一枚のチケットの向こう側に見えた景色が改めて思い出させてくれた大切なこと。
「お前の価値は、お前の周りにどんな奴がいるかで決まるんだ!お前はそんな奴らと出会えたか?」
今からちょうど3年前、大学卒業を控えた自分に、彼は言った。ギラギラした目つきで長身に細めの体格。スポーツ教育学ゼミの教授だ。約3年間、講義には出るけど教授とあまりコミュニケーションを取っていなかった自分に、大学生活をしっかりと送ってるのかを心配してそう言ってきたのだろう。
大学時代、僕は長期休みのほとんどは海外に飛び立ち、学期の間は違う学部や他大学の友達とばっかり会っていた。
その時の仲間とは
タイの山間民族と3週間生活を共にしたり、
フィリピン・マニラの殺人率が半端ないストリートにある移動式屋台で20ペソの飯を食べながら知らないおっちゃんから過去の栄光を聞いたり、
タイとカンボジアの国境にあるプレアヴィヒアでこれからのビジョンを考えて語り合ったり、
カンボジアの子供達のために幸せ溢れる時空間を創ったり、
まだまだここに書ききれないほどの様々経験をしてきた。
実際、仲間と出会い、その積み上げてきた時間が、それはそれは一秒一秒刺激的で僕の19年間の価値観・人生観を根底から変えてくれたことは間違いなかった。
「先生、もちろんです!」
そういって僕は九州に飛び立ち、小学校の教員になった。
教員生活1年目が終わろうとしていた時、僕の周りは学校と子供たちと教育書になっていた。子供のために全力で取り組む日々。終わって欲しくないと思う1日、正直早く終わってくれないかなーとかと思ってしまう1日。
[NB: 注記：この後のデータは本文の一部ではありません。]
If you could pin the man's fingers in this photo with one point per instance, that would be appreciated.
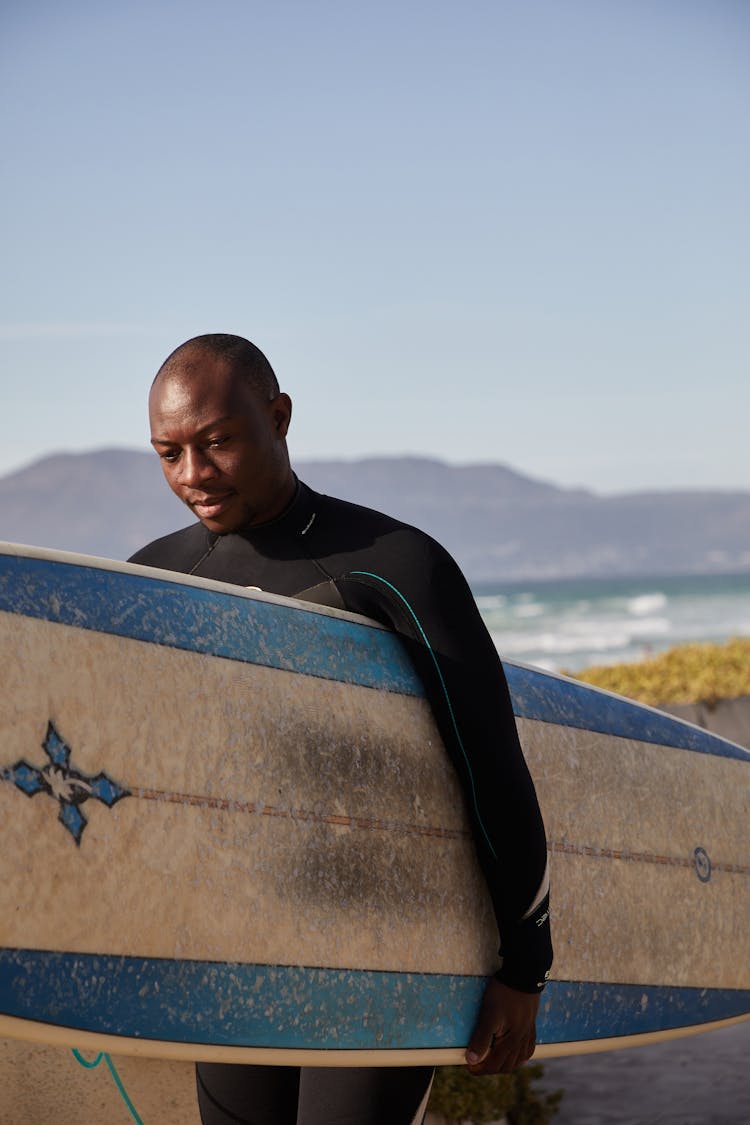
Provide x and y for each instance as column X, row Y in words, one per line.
column 484, row 1035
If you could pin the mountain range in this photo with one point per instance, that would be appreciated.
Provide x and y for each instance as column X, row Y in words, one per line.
column 498, row 523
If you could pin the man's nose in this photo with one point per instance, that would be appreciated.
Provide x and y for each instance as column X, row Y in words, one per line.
column 195, row 468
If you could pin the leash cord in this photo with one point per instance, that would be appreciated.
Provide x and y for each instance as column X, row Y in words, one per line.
column 118, row 1081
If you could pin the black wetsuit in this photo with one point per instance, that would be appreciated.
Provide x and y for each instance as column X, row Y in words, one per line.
column 340, row 554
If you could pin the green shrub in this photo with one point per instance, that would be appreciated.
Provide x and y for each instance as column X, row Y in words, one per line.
column 464, row 1098
column 686, row 674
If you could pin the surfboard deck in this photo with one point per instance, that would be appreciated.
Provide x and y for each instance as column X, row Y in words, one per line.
column 231, row 831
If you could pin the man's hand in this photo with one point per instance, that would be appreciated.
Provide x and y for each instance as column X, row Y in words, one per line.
column 505, row 1033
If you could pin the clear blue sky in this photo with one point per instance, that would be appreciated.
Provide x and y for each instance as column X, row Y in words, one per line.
column 514, row 231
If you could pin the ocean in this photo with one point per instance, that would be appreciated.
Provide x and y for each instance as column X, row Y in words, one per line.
column 571, row 623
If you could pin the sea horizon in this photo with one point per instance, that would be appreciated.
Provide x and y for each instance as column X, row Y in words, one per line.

色んな1日があったれど子供の可能性に直面するからそれでも刺激的な日々だった。
ただ、ふと気がつくと僕の周りは僕を高めてくれる仲間から目の前の仕事になっていた。教師としては少しずつ一人前になっているけれど、仲間と語った人生のビジョンに沢山の埃がかぶっていた。もちろん、目の前の仕事に迸る情熱を持って仕事をするのは大前提だけど、教師という職業にとことん向き合うのと並行して自分の人生を置いてきぼりにしてはいけないなという気持ちに駆られた。
それから1年半、僕は仲間の誘いもあって100日を100人で作り上げるミュージカルプログラムに2度参加し、ビジョンや想いが溢れる人々との日々を過ごしてきた。
そして昨日。昨年11月に合宿を共にした東京メンバーのミュージカル本番公演を観に行ってきた。
仕事をやめ次の人生を歩もうとしている人、医療の現場で頑張っている人、日本一周をしている人、会社員しながら自分の趣味に没頭している人、子供たちに日々向き合う人。皆に共通しているのが、人生のビジョンを持ち、主体的に自分の人生を歩んでいる人だ。
本来だったら出会えなかったであろう素敵な人たちと出会うことができた。
自分の足で立ち、真っ直ぐな立ち振る舞いをしている彼ら彼女らを見て、思わず目頭が熱くなった。
そしてその時、あの言葉を思い出した。
「お前の価値は、お前の周りにどんな奴がいるかで決まるんだ!お前はそんな奴らと出会えたか?」
今日の自分もこう答える。
先生、もちろんです!
僕は素敵な人達に出会えて、沢山のパワーを貰った。出逢えたことに感謝していきたい。ありがとう。